Title: A WILD ELEPHANT LED BETWEEN TWO TAME ONES
Materials: paper
Techniques: lithograph
Production person: Print made by John Doyle (HB)
Published by: Thomas McLean
Production place: London, England
Date: Feb 16, 1830
Schools/Styles: British satire

[British Museum Satires 16038]


Description
No. 47. Wellington (left) and Peel (right) lead Lord Ellenborough forward; he distractedly rumples his curls, exclaiming, 'What shall I do?' At his feet is a copy of 'The Times'. Wellington: 'Control your grief my dear Friend—you have been indiscreet, but you shall not lose your Place—Assume a bold front as I am wont to do—There is nothing like carrying things with a high hand'. Peel: 'Be consoled, G—B—[Bankes] says he has hit upon a nice little device which he hopes will bring you off with the C.....ns'.


Curator's comments
(Description and comment from M. Dorothy George, 'Catalogue of Political and Personal Satires in the British Museum', XI, 1954)
A personal letter from Ellenborough, President of the India Board, to Sir John Malcolm, Governor of Bombay, a year earlier, appeared in 'The Times' in January and was debated in the Commons on 5 Feb. and subsequently. 'Parl.
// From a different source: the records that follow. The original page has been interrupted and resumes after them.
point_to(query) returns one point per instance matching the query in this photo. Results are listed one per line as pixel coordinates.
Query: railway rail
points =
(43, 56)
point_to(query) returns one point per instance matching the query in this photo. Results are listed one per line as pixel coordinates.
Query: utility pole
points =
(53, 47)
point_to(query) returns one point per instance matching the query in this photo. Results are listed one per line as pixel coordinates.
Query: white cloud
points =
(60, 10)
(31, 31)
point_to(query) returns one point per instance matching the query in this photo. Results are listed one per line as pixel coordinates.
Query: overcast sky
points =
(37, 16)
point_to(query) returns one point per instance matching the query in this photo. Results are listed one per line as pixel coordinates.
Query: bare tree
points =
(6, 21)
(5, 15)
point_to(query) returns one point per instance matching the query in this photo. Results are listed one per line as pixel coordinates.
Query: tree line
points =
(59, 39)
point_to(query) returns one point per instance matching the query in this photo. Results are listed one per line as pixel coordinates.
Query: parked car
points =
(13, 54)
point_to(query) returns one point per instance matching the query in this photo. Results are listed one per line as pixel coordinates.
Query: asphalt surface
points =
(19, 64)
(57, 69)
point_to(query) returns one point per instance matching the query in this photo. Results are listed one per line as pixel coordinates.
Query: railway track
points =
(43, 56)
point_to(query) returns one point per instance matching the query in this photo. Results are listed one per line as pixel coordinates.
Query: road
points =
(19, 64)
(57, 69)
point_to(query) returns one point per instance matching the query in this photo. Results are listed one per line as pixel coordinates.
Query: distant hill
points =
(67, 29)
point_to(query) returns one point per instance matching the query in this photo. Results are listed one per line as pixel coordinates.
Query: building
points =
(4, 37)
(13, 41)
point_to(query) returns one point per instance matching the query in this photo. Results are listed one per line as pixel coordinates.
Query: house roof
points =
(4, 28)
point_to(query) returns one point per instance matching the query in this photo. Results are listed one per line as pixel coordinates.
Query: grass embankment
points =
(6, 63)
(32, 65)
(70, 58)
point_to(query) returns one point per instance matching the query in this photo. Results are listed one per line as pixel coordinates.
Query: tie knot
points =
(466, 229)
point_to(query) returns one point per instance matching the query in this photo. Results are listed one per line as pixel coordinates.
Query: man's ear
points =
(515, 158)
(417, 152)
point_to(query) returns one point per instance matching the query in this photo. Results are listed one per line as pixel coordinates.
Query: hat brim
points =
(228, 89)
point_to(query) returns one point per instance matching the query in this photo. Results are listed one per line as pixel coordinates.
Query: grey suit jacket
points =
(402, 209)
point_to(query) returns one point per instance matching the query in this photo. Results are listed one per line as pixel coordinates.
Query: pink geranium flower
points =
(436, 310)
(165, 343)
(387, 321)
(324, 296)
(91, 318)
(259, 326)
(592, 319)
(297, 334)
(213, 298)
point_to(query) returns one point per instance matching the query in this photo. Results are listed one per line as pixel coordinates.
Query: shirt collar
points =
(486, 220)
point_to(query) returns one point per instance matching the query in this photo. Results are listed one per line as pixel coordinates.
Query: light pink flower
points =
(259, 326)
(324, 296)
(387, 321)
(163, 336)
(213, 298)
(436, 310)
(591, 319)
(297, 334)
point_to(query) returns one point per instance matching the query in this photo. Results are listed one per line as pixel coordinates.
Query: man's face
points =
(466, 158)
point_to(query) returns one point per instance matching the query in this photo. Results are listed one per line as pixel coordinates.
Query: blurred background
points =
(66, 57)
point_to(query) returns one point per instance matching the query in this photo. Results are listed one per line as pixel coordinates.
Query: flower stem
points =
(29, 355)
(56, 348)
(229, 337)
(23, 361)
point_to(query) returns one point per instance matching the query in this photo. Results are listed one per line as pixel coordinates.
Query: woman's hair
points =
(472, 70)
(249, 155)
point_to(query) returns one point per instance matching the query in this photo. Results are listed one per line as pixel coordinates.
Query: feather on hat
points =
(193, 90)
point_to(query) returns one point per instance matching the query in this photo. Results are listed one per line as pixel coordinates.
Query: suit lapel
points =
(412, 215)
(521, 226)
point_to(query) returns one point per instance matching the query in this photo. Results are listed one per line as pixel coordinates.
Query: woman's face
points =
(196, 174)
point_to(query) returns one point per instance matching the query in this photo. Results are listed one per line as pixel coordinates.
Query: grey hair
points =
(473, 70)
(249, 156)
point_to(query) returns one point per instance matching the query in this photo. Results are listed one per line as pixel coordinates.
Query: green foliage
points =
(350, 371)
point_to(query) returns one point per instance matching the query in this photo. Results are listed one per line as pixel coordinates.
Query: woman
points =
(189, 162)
Deb.', N.S. xxii. 124-6. In this he said that Sir J. P. Grant, a judge of the Supreme Court in Bombay, who had quarelled with Malcolm, would be "like a wild elephant led away between two tame ones", i.e. between two other judges whose appointment he announced, and alluding to the method of training elephants in India. Ellenborough was attacked as unsuited to his post, and defended by Bankes on 5 and 9 Feb. Ibid., pp. 127-34, 279-95; Ellenborough, 'Pol. Diary', ii. 184, 187; Greville, 'Memoirs', 1938, i. 365 f. The remark was long remembered against Ellenborough, e.g. in HB's No. 760, Feb. 1843, where he is ". . . an Old Tame Elephant running wild!!!" See Nos. 16040, 16060, 16650, 17037, 17106.